MuST-SHE

MuST-SHE is a multilingual benchmark allowing for a fine-grained analysis of gender bias in Machine Translation and Speech Translation.

MuST-SHE is a subset of the TED-based MuST-C corpus and is available for English-French, English-Italian and English-Spanish. The dataset is composed of (audio, transcript, translation) triplets annotated with qualitatively differentiated and balanced gender-related phenomena. Each triplet requires the translation of at least one English gender-neutral word into the corresponding masculine/feminine target word(s). MuST-SHE comprises 3,367 triplets (1,164 for En-Es, 1,108 for En-Fr, and 1,095 for En-It) uttered by 295 different speakers. Also, a common subset of 1,040 instances allows for comparative evaluations of gender translation across the three language directions.

The DATA STATEMENT for MuST-SHE v1.2 is available HERE.

 

How to obtain MuST-SHE

TED talks are copyrighted by TED Conference LLC and licensed under a Creative Commons Attribution-NonCommercial-NoDerivs 4.0.

MuST-SHE is released under the same Creative Commons Attribution-NonCommercial-NoDerivs 4.0 (CC BY NC ND 4.0 International) license, and is freely downloadable.

 

Old Versions
  • Version 1.0 (superseeded by v1.1 on 11/2/2021)
  • Version 1.1 (superseeded by v1.2 on 28/7/2021) – Data Statement available here.

 

MuST-SHE v1.2 EXTENSIONS

MuST-SHE extensions consist of two manually created linguistic annotation layers, which enrich the multilingual benchmark with information about Parts-of-Speech and gender agreement chains.

Available for the three language pairs represented in MuST-SHE (en-es/fr/it), these annotations
allow for fine-grained analyses on gender bias and translation that (i) are disaggregated by
POS, thus exhibiting the extent to which different lexical categories are impacted by gender bias,
and (ii) account for the morphosyntactic behaviour of gender agreement beyond the word level.

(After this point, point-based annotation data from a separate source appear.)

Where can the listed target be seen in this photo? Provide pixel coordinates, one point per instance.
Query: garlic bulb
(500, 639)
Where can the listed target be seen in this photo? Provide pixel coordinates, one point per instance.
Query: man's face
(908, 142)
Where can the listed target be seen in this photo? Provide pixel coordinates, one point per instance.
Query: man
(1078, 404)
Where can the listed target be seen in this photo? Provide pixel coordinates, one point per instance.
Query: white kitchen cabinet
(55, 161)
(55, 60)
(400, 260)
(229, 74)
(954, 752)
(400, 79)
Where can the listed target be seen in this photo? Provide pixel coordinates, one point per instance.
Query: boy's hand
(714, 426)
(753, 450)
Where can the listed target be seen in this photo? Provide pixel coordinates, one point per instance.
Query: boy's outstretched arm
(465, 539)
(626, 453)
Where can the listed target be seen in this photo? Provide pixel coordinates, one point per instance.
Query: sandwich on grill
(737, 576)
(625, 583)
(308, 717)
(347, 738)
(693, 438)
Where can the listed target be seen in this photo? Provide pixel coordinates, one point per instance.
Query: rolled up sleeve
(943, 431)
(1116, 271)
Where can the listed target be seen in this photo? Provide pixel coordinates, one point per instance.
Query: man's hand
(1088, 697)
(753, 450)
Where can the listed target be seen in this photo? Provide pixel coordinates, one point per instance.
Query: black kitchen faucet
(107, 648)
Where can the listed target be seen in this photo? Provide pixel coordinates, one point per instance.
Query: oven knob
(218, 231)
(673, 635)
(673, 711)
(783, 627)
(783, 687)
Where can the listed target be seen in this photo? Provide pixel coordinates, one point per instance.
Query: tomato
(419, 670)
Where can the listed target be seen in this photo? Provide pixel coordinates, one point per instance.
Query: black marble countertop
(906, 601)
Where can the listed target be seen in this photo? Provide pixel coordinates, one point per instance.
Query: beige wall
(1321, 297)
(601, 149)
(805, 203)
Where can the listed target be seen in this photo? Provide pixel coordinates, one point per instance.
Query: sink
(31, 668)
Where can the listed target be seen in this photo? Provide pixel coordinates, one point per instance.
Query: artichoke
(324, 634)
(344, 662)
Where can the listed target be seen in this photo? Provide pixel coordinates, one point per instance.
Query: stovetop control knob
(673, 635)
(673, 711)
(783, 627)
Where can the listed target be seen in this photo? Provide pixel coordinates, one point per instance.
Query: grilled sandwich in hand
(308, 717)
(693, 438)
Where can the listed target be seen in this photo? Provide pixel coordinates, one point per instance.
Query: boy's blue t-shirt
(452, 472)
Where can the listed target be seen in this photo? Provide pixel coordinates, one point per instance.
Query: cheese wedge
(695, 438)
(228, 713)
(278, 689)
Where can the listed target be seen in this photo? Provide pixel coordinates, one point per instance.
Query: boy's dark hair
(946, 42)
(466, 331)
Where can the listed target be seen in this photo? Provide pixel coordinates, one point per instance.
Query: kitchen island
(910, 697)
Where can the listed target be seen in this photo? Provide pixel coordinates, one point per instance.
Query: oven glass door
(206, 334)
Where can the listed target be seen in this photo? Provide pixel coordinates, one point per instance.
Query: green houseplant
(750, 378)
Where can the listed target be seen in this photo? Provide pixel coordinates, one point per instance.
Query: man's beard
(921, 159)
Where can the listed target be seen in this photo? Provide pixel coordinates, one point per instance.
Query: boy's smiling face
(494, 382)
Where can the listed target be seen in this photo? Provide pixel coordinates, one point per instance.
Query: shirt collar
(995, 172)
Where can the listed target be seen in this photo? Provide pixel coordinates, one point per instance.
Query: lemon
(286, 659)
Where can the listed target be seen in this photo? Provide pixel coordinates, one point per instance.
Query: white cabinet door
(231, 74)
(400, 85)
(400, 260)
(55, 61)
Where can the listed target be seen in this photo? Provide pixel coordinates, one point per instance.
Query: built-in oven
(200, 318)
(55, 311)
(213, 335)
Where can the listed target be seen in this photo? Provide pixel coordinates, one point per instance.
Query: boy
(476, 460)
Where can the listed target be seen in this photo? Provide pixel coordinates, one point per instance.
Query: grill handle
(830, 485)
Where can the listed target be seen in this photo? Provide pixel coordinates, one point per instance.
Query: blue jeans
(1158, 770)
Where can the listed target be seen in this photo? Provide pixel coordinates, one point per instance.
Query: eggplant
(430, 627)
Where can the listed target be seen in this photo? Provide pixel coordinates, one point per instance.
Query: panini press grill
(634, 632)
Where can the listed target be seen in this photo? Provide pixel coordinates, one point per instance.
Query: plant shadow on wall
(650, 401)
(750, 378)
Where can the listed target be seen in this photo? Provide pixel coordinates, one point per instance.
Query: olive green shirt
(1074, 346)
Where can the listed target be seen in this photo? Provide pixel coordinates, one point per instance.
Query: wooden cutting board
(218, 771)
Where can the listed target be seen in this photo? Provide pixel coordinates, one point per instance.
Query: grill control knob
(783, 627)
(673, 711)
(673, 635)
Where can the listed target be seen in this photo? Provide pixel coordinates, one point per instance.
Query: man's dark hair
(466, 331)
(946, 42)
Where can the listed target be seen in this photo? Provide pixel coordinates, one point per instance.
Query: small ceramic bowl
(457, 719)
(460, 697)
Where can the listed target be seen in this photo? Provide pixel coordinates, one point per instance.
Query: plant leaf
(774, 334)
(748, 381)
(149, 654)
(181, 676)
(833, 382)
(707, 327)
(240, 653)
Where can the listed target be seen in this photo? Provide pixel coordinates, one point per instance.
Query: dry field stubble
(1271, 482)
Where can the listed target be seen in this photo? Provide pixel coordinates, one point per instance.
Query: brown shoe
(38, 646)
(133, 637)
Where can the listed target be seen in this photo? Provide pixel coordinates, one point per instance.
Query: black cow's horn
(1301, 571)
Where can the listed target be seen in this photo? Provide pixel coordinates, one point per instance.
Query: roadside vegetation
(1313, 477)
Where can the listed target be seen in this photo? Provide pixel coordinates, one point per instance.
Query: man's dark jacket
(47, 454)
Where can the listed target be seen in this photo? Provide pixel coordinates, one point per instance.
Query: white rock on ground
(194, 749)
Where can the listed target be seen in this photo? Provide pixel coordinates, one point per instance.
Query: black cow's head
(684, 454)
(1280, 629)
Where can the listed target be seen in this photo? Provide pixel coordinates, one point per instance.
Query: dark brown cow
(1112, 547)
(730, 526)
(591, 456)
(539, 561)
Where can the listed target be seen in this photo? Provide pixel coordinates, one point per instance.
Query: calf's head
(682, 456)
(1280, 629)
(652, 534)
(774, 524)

The MuST-SHE v1.2 EXTENSIONS release includes both the linguistic annotations and the evaluation scripts to compute gender translation accuracy focused on the two dimensions of POS and agreement.

MuST-SHE v1.2 EXTENSIONS are released under the same license as MuST-SHE.

 

Reference papers

  • If you use MuST-SHE  in your work, please cite the following paper:

Luisa Bentivogli, Beatrice Savoldi, Matteo Negri, Mattia Antonino Di Gangi, Roldano Cattoni, Marco Turchi.
“Gender in danger? Evaluating Speech Translation Technology on the MuST-SHE Corpus”.
In Proceedings of the 58th Annual Meeting of the Association for Computational Linguistics (ACL 2020), pages 6923 – 6933, Online, July 2020.

  • If you use MuST-SHE v1.2 extensions, please cite the following paper:

Beatrice Savoldi, Marco Gaido, Luisa Bentivogli, Matteo Negri and Marco Turchi.
“Under the Morphosyntactic Lens: A Multifaceted Evaluation of Gender Bias in Speech Translation”.
To appear in Proceedings of the 60th Annual Meeting of the Association for Computational Linguistics (ACL 2022), Dublin, Ireland, 22-27 May 2022.

Related resources for research on gender translation

These resources are presented in the following paper, which was awarded the nomination of outstanding paper by COLING’2020:

Marco Gaido, Beatrice Savoldi, Luisa Bentivogli, Matteo Negri and Marco Turchi.
Breeding Gender-Aware Direct Speech Translation Systems“.
In Proceedings of the  28th International Conference on Computational Linguistics (COLING’2020), December 8-13 2020, Online, pp 3951-3964.

 

Other papers on gender translation

Marco Gaido, Beatrice Savoldi, Luisa Bentivogli, Matteo Negri and Marco Turchi.
How to Split: the Effect of Word Segmentation on Gender Bias in Speech Translation“.
In Findings of the Association for Computational Linguistics: ACL-IJCNLP 2021, August 2-4, Online, pp 3576-3589

Beatrice Savoldi, Marco Gaido, Luisa Bentivogli, Matteo Negri and Marco Turchi.
Gender Bias in Machine Translation.
In Transactions of the Association for Computational Linguistics (TACL), 2021, Vol 9, pp, 845–874. MIT Press Direct.